Franklin J. Schaffner was on a hot streak in the late 60's and early 70's when he decided to make the prison film Papillon. Planet of the Apes and Patton had established him as a commercially viable director with a flair for showing off his lead actors. It seemed only natural he get one of the biggest stars of all time, Steve McQueen, and agruably the best actor of the time, Dustin Hoffman, together for film.

McQueen plays the title character who has been wrongfully convicted of killing a pimp (I thought that was doing a good thing). The French government decided to send him across the sea with hundreds of other prisoners to work camps in French Guinea. Along the way, Papillon meets Louis Dega (Hoffman) who has been convicted of a white collar crime. Dega has money and Papillon soon work out a deal for protection. Papillion needs the money to try and escape his new prison once they get ashore.

The film turns into a story of friendship over many years and more than a few prison breaks. Dega settles in to a cushy job working for the warden, but Papillon is hell bent on his freedom.
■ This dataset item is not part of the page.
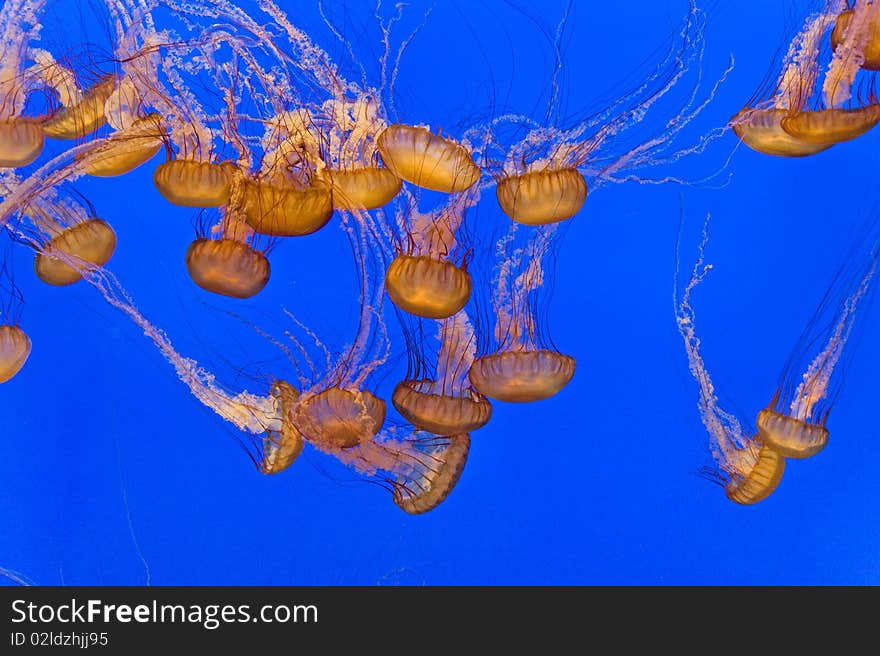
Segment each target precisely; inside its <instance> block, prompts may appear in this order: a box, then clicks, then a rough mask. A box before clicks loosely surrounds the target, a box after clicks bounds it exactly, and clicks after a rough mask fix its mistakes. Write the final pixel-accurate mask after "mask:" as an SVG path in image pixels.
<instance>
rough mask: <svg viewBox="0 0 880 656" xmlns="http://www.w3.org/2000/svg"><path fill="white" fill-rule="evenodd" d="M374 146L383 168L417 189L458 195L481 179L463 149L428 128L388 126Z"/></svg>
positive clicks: (476, 169)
Schaffner does a masterful job of direction with the shots. The sets are impeccable and you actually feel a little uncomfortable in the heat of the locations. Both of the leads are quite good in their own different ways. McQueen could do this role in his sleep, yet manages a little extra especially in the second half of the film. Hoffman does his thing with the character of Dega with a whiny voice and Coke bottle glasses. All of the elements come together well with just a little bit of pacing issues towards the end. Overall a very worthy watch.